ASCO 2016: Previously untreatable advanced bladder cancer patients respond to immunotherapy

by Bruce Sylvester: Anti-PD-L1 immunotherapy atezolizumab (TECENTRIQ) has shown efficacy in previously untreated patients with advanced bladder cancer who are ineligible for standard treatment with cisplatin.

Researchers reported this finding in June, 2016 at the 2016 Annual Meeting of ASCO/American Society of Clinical Oncology. They reported that atezolizumab shrank tumors in about a quarter of the trial subjects and led to a median survival of 14.8 months.

“Up to half of patients with advanced bladder cancer are too frail to receive the only known survival-prolonging treatment, cisplatin. There is really no standard treatment for such patients,” said lead investigator Arjun Vasant Balar, MD,  assistant professor of medicine at the New York University Langone Medical Center and Director of Genitourinary Medical Oncology at the NYU Perlmutter Cancer Center in New York, NY. “We are encouraged to see that atezolizumab immunotherapy may help address this major unmet need.”

The trial, called IMvigor210, was a single-arm phase II study of atezolizumab in patients with locally advanced or metastatic bladder cancer. All patients had urothelial cancer, the most common type of bladder cancer in the United States.

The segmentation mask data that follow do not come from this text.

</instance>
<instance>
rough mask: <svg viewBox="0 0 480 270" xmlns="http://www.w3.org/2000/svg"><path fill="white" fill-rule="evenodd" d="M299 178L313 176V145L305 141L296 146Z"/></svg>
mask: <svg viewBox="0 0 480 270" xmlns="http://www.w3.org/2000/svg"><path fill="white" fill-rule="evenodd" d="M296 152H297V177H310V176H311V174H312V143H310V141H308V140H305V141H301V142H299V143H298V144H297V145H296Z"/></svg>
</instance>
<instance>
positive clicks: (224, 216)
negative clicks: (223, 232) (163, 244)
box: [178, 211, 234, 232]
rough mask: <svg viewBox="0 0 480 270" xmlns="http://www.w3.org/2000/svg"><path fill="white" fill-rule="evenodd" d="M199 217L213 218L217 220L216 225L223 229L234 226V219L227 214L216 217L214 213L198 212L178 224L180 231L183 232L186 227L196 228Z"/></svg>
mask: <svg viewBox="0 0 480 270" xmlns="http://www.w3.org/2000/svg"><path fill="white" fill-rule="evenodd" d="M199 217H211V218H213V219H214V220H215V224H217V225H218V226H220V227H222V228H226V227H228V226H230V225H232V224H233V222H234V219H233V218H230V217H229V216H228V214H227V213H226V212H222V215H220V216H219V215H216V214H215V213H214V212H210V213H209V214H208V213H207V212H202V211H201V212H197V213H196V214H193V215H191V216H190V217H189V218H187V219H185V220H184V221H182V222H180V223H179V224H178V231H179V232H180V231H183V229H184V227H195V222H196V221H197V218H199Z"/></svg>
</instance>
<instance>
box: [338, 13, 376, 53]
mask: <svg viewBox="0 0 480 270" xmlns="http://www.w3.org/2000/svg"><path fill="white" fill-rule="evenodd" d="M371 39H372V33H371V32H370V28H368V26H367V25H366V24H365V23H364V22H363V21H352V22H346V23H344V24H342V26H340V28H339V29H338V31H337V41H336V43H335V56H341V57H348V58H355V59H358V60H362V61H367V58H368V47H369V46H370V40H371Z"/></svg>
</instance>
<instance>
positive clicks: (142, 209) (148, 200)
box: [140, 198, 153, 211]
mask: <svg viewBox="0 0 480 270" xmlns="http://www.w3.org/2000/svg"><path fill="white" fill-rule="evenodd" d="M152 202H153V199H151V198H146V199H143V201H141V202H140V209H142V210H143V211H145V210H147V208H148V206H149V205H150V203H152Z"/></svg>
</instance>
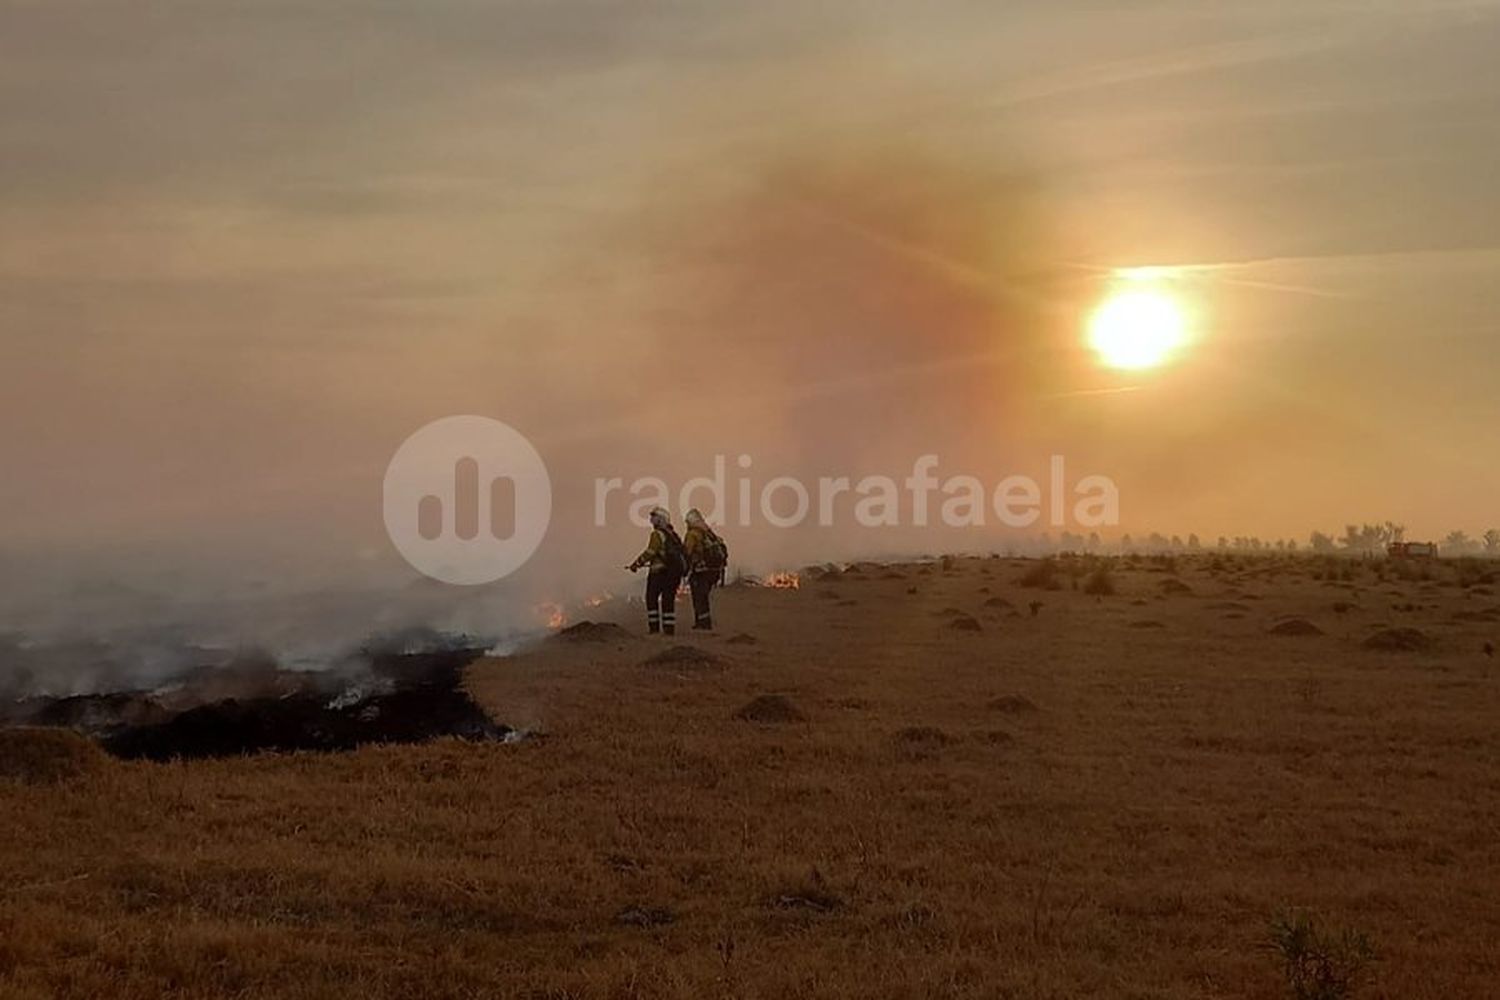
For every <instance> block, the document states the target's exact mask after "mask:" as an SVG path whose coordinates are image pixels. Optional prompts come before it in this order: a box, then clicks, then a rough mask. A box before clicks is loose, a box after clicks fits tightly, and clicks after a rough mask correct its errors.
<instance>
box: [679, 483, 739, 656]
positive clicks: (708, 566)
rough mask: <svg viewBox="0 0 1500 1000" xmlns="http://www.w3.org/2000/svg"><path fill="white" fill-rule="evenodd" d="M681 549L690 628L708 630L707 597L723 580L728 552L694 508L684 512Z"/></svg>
mask: <svg viewBox="0 0 1500 1000" xmlns="http://www.w3.org/2000/svg"><path fill="white" fill-rule="evenodd" d="M682 549H684V550H685V552H687V567H688V570H687V571H688V576H687V585H688V588H690V589H691V591H693V628H703V630H709V631H712V628H714V613H712V609H711V607H709V604H708V595H709V592H711V591H712V589H714V585H715V583H720V582H721V580H723V574H724V564H726V562H727V555H729V549H727V546H724V543H723V540H721V538H720V537H718V535H717V534H714V529H712V528H709V526H708V522H706V520H703V514H702V513H700V511H699V510H697V508H696V507H694V508H693V510H690V511H687V537H684V538H682Z"/></svg>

The study included two groups of subjects, those getting atezolizumab as a second-line treatment and those getting atezolizumab as their first treatment.

The researchers had previously reported second-line therapy group results, and based on those results the FDA granted accelerated approval for atezolizumab after treatment with a platinum-based regimen.

With regard to the previously untreated group, the investigators reported that, with a median follow-up of 14.4 months, 28 out of 119 (24%) subjects responded to the treatment. Longest duration of response was greater than 18 months, and 21 of 28 (75%) responses were ongoing at the time of data analysis. Median overall survival was 14.8 months.

Atezolizumab was generally well-tolerated, with 10-15% of patients reporting severe adverse effects, most commonly hypothyroidism, liver function abnormalities, rash, and diarrhea.

“The majority of our patients had few or no side effects from atezolizumab and only 6% of patients discontinued treatment because of toxicity. This is in stark contrast to the approximate 20% rate of treatment discontinuation from toxicity observed with carboplatin-based chemotherapy regimens. Immunotherapy appears to be much easier to tolerate than chemotherapy, and this is especially important for elderly patients,” said Balar.

IMvigor210 is the first trial to test the efficacy of atezolizumab as a first treatment of patients with advanced bladder cancer.